Around 120,000 babies are born in New York City every year, and even more children arrive when their families move here.
If their parents can stick it out (see #1, below), they will be shaped by the Big Apple and become that peculiar creature known as a city kid.
Here are 10 ways to tell if someone is a real New York kid or just passing through.
How to tell a real New Yorker from a fake New Yorker (kids' edition)
Real New York kids know any room makes a great bedroom. The back part of the dining room in a brownstone? Great. That nook that was probably one the hall of a classic six? Perfect. Bedrooms with walls, a window and a door are for the suburbs. Here all you need is a "bedroom area."
This generation of New York kids grew up scooting all over town, and can navigate the bombed-out sidewalks of the city like a downhill racer slaloming to the finish.

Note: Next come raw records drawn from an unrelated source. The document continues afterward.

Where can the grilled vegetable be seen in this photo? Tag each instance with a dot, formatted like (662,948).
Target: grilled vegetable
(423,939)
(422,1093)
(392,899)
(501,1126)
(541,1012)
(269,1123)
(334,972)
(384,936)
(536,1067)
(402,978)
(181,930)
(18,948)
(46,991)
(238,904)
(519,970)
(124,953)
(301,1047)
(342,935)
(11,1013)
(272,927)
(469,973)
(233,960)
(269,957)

When kids aren't scooting, they're walking. They learn how to see a city at a pedestrian's pace, and that skill serves them well when they travel to places like Paris, or Disneyworld, or any other destination where you spend the day on your feet.
Scope out the games in Washington Square Park, Bryant Park or Central Park and you'll see that chess is a brainy street game for hustlers and trash-talkers—and kids, lots and lots of kids. New York street chess produced Bobby Fischer, the only American to become World Champion, and Fabiano Caruana, who made it to the finals last year. New York kids are the best in the country: The current elementary school champion is from NYC, as is the number one school team. Not to put too fine a point on it, but four of the top five kid's teams are from New York.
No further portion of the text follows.